Attualmente, il salario minimo garantito, esiste in ventuno degli Stati membri dell’Unione europea, dal prossimo primo gennaio 2015 in Germania entrerà in vigore quanto approvato dal gabinetto di Angela Merkel, ossia il disegno di legge che introdurrà il salario minimo da 8,50 euro l’ora.

Da quanto pubblicato sulla Repubblica.it, la nuova legge adottata dai ministri tedeschi dovrà ora essere approvata dai deputati del bundestag, la camera bassa del parlamento tedesco e anche dal bundesrat, la camera alta.

Questa è una svolta storica, infatti si stima che oltre sei milioni di tedeschi guadagnino di meno di questa soglia. Il salario minimo di 8,50 euro lordi all’ora è inferiore a quello francese che è pari a 9,53 euro all’ora, ma leggermente più  alto di quello inglese che è di 7,60 euro all’ora.

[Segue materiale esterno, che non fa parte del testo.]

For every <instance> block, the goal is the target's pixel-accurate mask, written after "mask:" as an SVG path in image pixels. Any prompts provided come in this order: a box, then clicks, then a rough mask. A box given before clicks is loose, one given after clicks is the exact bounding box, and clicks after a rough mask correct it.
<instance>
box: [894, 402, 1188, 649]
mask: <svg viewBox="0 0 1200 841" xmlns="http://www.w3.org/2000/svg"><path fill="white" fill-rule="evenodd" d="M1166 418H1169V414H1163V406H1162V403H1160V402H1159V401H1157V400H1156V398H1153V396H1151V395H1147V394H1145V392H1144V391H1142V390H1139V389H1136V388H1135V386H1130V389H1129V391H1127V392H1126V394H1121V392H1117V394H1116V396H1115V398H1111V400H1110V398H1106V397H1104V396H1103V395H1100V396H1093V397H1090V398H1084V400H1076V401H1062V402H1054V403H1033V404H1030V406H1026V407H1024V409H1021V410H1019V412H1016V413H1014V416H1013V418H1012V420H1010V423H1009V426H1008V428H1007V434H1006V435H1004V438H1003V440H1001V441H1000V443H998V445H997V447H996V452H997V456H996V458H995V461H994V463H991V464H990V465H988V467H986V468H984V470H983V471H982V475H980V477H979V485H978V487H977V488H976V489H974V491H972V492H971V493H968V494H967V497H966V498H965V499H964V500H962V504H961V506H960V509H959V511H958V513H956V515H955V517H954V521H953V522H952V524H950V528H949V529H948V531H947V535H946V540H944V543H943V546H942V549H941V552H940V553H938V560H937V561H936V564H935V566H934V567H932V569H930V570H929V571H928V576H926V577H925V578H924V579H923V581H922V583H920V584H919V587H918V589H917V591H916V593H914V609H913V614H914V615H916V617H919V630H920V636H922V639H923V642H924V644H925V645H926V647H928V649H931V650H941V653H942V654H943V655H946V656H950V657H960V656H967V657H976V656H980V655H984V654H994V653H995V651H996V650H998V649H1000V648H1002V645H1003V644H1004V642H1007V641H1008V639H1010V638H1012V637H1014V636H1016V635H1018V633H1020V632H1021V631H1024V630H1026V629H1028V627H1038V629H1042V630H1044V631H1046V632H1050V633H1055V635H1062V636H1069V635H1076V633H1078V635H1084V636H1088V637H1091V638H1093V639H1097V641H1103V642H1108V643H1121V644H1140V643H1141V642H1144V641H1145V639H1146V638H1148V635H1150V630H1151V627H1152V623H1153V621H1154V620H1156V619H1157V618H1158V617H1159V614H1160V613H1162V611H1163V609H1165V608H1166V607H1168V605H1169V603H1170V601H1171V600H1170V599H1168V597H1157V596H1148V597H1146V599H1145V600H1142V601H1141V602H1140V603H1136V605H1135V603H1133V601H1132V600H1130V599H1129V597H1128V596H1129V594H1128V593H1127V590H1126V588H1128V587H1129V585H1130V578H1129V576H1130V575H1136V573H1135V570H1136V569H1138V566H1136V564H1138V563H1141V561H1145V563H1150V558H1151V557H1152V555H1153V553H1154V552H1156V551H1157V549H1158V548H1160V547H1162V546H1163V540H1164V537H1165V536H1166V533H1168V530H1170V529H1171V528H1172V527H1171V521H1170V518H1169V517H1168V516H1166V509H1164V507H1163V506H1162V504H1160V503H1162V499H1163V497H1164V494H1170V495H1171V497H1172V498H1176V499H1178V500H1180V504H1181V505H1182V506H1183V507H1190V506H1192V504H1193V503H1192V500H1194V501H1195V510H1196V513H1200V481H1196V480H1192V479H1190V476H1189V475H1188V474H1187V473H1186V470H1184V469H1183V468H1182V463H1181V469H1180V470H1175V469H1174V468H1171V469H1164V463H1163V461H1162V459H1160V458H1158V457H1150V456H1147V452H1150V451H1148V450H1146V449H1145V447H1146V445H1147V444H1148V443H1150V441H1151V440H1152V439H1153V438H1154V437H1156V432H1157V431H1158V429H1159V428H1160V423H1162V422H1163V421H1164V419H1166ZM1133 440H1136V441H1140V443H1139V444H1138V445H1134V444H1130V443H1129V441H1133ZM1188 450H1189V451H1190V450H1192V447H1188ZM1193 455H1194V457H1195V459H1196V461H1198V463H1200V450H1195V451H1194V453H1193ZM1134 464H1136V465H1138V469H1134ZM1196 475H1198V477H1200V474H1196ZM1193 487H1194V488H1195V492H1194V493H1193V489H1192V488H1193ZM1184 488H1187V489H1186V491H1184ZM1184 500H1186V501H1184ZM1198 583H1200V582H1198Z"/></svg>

Andrea Nahles, il ministro del Lavoro ed esponente del partito socialdemocratico a riguardo del salario minimo ha affermato: “Vogliamo che i giovani scelgano di proseguire nella formazione piuttosto che accettare lavori forse meglio retribuiti. Ecco perché i giovani inesperti, sotto i diciotto anni, dovranno essere esenti dal salario minimo. Quella che ho presentato oggi è una soluzione equilibrata che per i disoccupati di lunga durata può fare da ponte per rientrare nel mercato del lavoro. Ecco perché anche i disoccupati di lunga durata saranno esentati dal salario minimo per i primi sei mesi”.

L’introduzione di un salario minimo in Germania è un passo rivoluzionario, ma sarà importante verificare se ci saranno reali riscontri positivi visto che finora il tutto è animato da un grande dibattito.